State HIV task force says cuts to rebate program can hurt its efforts
When Gov. Andrew Cuomo committed to reducing HIV/AIDS cases in 2014, he created a task force called Ending the HIV/AIDS Epidemic in New York State. The task force, also called ETE, had the ambitious goal of ending the epidemic in the state by 2020.
Part of the way they planned to do that was by using funds from a federal rebate program called 340B, which went toward giving patients discounts on prescriptions or funding agencies that provide care to HIV patients.
Dr. Bill Valenti is a physician with Trillium Health. He says Trillium has been able to help people access care as a direct result of the 340B program. Now, members of the ETE say the state Legislature wants to make changes to that rebate program, but it's not clear why.
“So there’s a diversion of the 340B pharmacy rebates that instead of going to the programs to support patient care goes back to the health department,” said Valenti.
Valenti said organizations like his are in jeopardy of losing over $50 million. He said losing the funding would derail ETE’s efforts, which address barriers that affect a person’s access to health care.
“Just picking up a phone and calling the doctor’s office can be challenging to a lot of people who have unstable housing, who have child care issues or … mental health and substance issues,” said Valenti.

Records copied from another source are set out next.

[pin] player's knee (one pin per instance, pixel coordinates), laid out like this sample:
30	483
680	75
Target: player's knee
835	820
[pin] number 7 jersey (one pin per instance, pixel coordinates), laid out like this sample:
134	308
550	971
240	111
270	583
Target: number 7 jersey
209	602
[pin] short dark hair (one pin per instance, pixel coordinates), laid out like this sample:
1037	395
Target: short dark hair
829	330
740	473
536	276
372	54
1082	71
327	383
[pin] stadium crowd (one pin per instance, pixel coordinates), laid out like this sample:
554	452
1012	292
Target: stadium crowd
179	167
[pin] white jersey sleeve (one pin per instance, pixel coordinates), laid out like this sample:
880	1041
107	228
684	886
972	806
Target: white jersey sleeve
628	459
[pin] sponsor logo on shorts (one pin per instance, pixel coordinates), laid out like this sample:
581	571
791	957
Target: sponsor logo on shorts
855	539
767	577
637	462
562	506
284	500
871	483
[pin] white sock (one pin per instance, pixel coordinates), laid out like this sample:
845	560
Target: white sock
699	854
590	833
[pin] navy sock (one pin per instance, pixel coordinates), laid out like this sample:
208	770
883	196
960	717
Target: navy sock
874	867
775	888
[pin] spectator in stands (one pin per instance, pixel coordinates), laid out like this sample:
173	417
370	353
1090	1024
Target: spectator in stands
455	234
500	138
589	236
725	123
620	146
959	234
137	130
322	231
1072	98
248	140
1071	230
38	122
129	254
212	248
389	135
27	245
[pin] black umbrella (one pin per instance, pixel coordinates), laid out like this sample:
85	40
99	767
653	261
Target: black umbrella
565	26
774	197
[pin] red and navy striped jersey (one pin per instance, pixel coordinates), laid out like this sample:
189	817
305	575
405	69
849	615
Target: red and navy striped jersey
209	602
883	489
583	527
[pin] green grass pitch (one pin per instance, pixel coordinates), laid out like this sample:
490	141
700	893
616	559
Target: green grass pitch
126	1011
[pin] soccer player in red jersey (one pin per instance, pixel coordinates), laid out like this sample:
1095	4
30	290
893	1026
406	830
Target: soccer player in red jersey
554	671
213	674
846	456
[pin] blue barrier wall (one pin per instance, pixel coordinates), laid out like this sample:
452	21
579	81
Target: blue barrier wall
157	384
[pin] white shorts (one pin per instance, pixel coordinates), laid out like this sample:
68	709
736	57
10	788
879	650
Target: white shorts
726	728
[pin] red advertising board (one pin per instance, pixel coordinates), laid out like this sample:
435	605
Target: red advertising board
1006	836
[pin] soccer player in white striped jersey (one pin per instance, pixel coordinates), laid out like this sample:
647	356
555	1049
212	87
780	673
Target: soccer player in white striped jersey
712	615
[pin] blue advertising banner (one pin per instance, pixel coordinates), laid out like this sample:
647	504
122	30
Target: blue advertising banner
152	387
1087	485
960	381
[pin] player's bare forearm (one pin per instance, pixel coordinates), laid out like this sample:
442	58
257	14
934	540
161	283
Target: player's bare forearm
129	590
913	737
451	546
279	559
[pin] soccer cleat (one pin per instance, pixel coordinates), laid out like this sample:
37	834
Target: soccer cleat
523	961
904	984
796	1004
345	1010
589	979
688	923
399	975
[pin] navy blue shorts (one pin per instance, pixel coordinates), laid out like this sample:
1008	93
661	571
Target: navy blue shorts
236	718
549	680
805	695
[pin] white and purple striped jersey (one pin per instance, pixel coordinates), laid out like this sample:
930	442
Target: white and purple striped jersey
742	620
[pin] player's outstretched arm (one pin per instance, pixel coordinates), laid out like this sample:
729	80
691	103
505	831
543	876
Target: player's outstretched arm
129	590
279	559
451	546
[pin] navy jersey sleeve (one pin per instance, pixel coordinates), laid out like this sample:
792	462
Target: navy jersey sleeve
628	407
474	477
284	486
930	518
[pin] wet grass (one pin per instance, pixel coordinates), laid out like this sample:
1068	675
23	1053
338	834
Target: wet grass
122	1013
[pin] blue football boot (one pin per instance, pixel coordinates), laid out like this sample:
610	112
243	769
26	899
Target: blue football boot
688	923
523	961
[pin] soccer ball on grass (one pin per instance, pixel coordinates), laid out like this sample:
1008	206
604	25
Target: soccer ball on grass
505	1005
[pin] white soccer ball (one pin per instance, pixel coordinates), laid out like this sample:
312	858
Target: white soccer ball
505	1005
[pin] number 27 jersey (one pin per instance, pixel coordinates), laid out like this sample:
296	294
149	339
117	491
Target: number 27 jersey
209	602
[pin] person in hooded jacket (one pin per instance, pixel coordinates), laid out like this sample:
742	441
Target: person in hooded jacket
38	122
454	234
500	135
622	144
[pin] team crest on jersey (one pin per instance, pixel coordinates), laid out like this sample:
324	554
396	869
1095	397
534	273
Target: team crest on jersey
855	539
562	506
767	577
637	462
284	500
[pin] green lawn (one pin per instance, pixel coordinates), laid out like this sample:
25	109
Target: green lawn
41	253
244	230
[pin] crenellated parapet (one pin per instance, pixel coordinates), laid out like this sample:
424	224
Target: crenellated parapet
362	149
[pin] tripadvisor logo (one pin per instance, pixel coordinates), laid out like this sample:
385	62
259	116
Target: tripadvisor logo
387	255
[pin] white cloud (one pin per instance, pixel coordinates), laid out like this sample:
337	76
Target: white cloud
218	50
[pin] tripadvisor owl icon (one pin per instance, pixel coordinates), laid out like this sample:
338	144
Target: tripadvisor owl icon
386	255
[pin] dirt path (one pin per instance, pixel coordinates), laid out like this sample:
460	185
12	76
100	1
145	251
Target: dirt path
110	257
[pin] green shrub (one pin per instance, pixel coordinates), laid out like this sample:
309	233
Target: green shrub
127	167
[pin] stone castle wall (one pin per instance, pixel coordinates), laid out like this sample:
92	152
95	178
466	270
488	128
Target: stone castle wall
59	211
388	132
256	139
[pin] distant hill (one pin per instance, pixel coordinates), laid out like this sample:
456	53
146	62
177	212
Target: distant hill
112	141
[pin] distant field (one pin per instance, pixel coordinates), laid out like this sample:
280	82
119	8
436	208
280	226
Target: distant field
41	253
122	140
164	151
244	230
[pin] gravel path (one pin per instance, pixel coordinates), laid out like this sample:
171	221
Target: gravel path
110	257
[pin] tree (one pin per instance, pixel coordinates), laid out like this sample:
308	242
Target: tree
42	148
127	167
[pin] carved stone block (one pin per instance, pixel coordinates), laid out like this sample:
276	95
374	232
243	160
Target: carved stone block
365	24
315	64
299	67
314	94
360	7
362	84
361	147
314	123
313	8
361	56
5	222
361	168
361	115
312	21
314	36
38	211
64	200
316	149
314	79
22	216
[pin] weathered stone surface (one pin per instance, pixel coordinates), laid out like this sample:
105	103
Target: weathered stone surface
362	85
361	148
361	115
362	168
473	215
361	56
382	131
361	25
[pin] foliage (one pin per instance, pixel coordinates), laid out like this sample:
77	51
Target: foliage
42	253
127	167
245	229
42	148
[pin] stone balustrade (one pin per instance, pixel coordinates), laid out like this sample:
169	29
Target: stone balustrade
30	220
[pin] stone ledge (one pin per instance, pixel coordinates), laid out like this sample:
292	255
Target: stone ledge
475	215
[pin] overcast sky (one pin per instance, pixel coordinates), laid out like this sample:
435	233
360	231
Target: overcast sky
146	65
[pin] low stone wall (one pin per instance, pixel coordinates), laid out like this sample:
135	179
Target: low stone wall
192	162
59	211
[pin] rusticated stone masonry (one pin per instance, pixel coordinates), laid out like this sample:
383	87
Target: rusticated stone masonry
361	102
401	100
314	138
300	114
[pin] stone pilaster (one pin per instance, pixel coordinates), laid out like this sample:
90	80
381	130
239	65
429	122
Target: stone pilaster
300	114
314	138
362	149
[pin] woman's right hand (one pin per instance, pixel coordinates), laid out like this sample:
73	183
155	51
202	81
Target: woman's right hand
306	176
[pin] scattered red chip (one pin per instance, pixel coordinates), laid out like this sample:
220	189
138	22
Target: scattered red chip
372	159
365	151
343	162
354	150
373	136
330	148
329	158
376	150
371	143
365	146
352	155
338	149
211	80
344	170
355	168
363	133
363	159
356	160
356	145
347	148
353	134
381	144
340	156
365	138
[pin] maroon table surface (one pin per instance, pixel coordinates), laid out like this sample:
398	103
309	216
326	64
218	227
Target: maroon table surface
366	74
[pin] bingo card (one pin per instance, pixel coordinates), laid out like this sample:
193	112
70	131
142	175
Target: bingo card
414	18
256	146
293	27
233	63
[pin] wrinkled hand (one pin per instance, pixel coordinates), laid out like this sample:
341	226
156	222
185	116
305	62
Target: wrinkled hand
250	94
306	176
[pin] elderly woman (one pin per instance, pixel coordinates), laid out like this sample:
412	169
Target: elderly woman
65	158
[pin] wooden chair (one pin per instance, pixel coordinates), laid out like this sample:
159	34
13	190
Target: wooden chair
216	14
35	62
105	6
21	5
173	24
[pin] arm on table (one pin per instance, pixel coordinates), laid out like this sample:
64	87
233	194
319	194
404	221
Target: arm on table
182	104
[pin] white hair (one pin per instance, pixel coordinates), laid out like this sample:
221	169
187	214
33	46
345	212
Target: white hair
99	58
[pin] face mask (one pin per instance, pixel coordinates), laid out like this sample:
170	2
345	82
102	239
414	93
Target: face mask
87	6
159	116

He said despite not having a HIV vaccine, the state’s efforts have advanced in medically treating people who are at risk for contracting the virus.
“There are two different drugs and there are also other drugs that are coming, including an injection that lasts a month or two. So what this has done is it has put prevention science on the map,” said Valenti.
Part of Cuomo's goal to end the HIV/AIDS epidemic in New York state is to reduce new HIV infections from 3,000 to 750 a year and to reduce the rate of people with HIV that progresses to AIDS by 50% by the end of this year.
Results of the ETE’s progress are expected to be released this week.